Cumhuriyet Halk Partisi Milletvekili Ömer Fethi Gürer, asgari ücretin yılda iki kere düzenlenmesi için verdiği kanun teklifini, Et ve Süt Kurumu’nun et fiyatlarına zam kararını ve şeker fiyatlarındaki artışı Radyo Sputnik’te Ali Çağatay’la Seyir Hali programında değerlendirdi.

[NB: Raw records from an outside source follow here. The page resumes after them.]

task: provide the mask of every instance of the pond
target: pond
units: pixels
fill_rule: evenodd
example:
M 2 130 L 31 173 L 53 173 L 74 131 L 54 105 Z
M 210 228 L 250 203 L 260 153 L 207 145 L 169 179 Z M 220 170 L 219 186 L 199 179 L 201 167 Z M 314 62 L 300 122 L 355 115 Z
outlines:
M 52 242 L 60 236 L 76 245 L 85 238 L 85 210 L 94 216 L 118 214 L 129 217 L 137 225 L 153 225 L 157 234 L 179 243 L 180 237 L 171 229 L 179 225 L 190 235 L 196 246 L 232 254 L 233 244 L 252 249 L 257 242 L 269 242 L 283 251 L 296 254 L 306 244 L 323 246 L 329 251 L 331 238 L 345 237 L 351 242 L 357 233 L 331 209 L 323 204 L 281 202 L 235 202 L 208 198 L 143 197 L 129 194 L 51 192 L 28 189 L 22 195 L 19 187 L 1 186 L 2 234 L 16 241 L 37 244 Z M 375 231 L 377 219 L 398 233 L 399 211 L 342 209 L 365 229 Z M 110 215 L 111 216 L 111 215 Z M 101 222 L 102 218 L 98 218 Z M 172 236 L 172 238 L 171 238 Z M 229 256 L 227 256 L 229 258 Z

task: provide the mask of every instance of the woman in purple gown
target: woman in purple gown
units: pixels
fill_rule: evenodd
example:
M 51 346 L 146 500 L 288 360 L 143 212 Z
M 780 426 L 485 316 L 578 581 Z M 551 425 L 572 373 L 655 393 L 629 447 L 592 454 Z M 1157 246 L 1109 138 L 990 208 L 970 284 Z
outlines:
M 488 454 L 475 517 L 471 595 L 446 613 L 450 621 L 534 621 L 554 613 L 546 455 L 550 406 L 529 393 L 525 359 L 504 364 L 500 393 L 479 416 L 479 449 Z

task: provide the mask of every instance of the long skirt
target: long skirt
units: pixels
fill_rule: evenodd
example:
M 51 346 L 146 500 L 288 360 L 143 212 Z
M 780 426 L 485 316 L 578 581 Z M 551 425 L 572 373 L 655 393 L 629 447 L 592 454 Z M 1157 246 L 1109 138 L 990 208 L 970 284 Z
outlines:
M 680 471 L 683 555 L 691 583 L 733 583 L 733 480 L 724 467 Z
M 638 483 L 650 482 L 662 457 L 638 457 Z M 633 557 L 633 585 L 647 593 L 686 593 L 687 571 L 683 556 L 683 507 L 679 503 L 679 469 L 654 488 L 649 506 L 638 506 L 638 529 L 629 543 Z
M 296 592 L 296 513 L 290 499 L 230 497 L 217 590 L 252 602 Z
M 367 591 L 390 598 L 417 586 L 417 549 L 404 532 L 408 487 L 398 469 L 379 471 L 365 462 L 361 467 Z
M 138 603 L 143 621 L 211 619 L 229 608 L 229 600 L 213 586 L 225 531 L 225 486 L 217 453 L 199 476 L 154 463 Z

Gürer, asgari ücretin yılda iki kere değerlendirilmesi için verdiği yasa teklifinin gerekçesini açıkladı:
“Asgari ücret Aralık ayında belirlenip yıl boyunca sürdürülüyor. Bununla ilgili açlık sınırı Aralık ayında 4013 liraydı. Şubat ayında 4552 liraya geldi. Açıklanan asgari ücretin açlık sınırı altında kaldığını görüyoruz. Enflasyondaki artış bu konuda bir düzenlemeyi gerektirdi. Memur ve emekliler için altı ayda bir ücret değerlendirmesi yapılıyor. Bu konuda bir hazırlık yapmıştık. AKP Grup Başkanvekili açıklama yapmadan kanun teklifini ayın 14’ünde Meclis Başkanı’na vermiştim. Cahit Özkan yaptığı açıklamada bunun olabileceğini, yılda iki kez yapılabileceğini, değiştirmenin mümkün olduğunu, zamanı geldiğinde gerçekleşeceğini söyleyerek kamuoyunda birden kıvılcım yaktı. Kamuoyunun tartıştığı süreçte bakanın söylediği de gündeme getirilip değişmesi ile ilgili bir çalışma olabileceği, buna bakılabileceği yönündeydi. Bakan iki gün sonra görüşünü değiştirdi, anlamlı bulmadığını söyledi. Anlaşılan açıklamalardan sonra saraydan bu konulara girmeme yönünde talimat aldılar.”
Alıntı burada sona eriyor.